Page:The Works of the Rev. Jonathan Swift, Volume 8.djvu/293

From Wikisource
Jump to navigation Jump to search
This page has been proofread, but needs to be validated.
DIALOGUE I.
283

Lady Smart. Mr. Neverout, methinks you stand in your own light.

Neverout. Ah! madam, I have done so all my life.

Ld. Sparkish. I'm sure he sits in mine: Prithee, Tom, sit a little farther: I believe your father was no glazier.

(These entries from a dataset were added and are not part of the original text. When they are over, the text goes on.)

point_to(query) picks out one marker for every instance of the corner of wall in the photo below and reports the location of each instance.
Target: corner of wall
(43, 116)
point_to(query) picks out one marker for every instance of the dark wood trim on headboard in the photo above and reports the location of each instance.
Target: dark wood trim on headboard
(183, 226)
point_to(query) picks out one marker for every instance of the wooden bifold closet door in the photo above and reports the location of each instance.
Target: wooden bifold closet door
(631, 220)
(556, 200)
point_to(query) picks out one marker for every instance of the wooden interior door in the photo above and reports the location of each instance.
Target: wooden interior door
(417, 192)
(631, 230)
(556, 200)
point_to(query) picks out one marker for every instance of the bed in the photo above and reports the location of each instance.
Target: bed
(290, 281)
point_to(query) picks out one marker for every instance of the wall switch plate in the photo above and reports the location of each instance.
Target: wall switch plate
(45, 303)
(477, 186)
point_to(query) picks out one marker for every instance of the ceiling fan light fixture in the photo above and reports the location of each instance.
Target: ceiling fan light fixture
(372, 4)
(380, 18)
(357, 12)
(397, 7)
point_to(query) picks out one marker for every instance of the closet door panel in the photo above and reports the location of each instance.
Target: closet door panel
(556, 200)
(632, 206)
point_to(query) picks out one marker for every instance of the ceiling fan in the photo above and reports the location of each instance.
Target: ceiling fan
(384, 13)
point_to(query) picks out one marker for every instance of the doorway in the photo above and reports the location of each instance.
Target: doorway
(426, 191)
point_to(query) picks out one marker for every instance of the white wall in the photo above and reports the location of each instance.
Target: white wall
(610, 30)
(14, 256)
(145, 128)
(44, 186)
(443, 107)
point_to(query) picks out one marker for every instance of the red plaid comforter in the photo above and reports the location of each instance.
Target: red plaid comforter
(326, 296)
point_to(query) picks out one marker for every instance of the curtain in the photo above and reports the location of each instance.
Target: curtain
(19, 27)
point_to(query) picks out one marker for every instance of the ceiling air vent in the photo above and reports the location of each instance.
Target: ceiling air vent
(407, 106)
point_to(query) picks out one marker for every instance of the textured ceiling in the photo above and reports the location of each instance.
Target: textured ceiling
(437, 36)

Lady Smart. Miss, dear girl, fill me out a dish of tea, for I'm very lazy.


Miss fills a dish of tea, sweetens it, and then tastes it.


Lady Smart. What, miss, will you be my taster?

Miss. No, madam; but they say 'tis an ill cook that can't lick her own fingers.

Neverout. Pray, miss, fill me another.

Miss. Will you have it now, or stay till you get it?

Lady Answ. But, colonel, they say you went to court last night very drunk: nay, I'm told for certain, you had been among the Philistines: no wonder the cat wink'd, when both her eyes were out.

Col. Indeed, madam, that's a lie.

Lady Answ. 'Tis better I should lie than you should lose your good manners: besides, I don't lie, I sit.

Neverout. O faith, colonel, you must own you had a drop in your eye; when I left you, you were half seas over.

Ld. Sparkish. Well, I fear lady Answerall can't live long, she has so much wit.

Neverout. No; she can't live, that's certain; but she may linger thirty or forty years.

Miss. Live long I ay, longer than a cat or a dog, or a better thing.